Die Kultur der Weimarer Republik

Im allgemeinen ist es schwer, über die Kultur der Weimarer Republik zu sprechen. Die Weimarer Republik war politisch wie kulturell in alle Richtungen zersplittert. Grundsätzlich ist es unangemessen, von der Weimarer Republik als der ,,Weimarer Judenrepublik``Hugo Preuß zitiert in Meyer 1997 op. cit., S. 51 bzw. von ihrer Kultur als der ,,Judenkultur`` zu sprechen. Gleichwohl hatten die Juden einen hohen intellektuellen Anteil an den verschiedenen Ausprägungen dieser Zeit. Sie wurden, wie es der Historiker Peter Gay nennt, aus Outsidern Insider. Das galt aber nicht nur für Juden, sondern ganz allgemein war das nachwilhelminische Deutschland offen für vorher von der etablierten Kultur Ausgegrenzte. Es war auf dem Weg zu einer offenen Gesellschaft, in der Expressionisten, Bauhaus, Neue Sachlichkeit und Dadaisten genauso ihren Platz finden konnten, wie die Vertreter der ,,konservativen Revolution`` wie Ernst Jünger und die der Antimodernisten. Moderne und Avantguarde mußten nicht zwangsläufig links sein, wie es das Beispiel der italienischen Futuristen zeigt: Die meisten von ihnen standen dem italienischen Faschismus nahe und sahen in ihm eine revolutionäre Bewegung, der sie sich mit Begeisterung anschlossen.
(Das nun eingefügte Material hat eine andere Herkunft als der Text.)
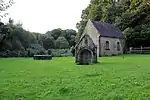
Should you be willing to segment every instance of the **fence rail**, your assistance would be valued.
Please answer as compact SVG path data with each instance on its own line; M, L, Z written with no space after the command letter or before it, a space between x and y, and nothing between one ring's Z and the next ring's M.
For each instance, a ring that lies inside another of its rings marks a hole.
M150 54L150 47L140 47L140 48L133 48L133 47L130 47L130 50L129 50L130 53L148 53Z

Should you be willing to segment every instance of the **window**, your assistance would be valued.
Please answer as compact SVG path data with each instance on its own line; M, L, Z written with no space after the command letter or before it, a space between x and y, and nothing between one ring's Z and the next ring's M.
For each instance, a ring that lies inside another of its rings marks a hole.
M109 41L106 41L106 47L105 47L106 50L109 50Z
M120 43L117 42L117 50L120 51Z
M88 39L87 38L85 38L84 43L85 43L85 45L88 44Z

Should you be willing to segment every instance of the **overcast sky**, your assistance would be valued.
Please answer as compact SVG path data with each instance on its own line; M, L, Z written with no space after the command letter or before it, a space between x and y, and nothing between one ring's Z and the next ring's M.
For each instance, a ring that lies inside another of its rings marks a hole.
M25 29L40 33L55 28L76 29L82 10L90 2L90 0L14 1L16 3L9 9L8 17L21 21Z

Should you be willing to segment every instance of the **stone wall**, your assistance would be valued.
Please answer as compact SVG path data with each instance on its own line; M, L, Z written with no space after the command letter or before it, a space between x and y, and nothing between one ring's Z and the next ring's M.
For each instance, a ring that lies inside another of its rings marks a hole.
M109 50L105 49L106 41L109 41ZM117 50L117 42L120 43L120 50ZM100 55L118 55L123 53L123 39L100 37Z

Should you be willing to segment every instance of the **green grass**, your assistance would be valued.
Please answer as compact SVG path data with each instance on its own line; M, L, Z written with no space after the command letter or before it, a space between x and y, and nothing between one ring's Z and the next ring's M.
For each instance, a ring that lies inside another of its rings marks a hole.
M0 59L0 100L150 99L150 55L98 60L81 66L73 57Z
Die während der Weimarer Republik und danach verfaßten Kataloge jüdischer Leistungen an der deutschen Kultur, die in der Tat beeindruckend sind, muten manchmal etwas trotzig an und boten gerade den Nazis Nährboden für eine vermeintliche Verjudung der deutschen Kultur (wie zum Beispiel Joseph Goebbels' Das Buch Isidor von 1928).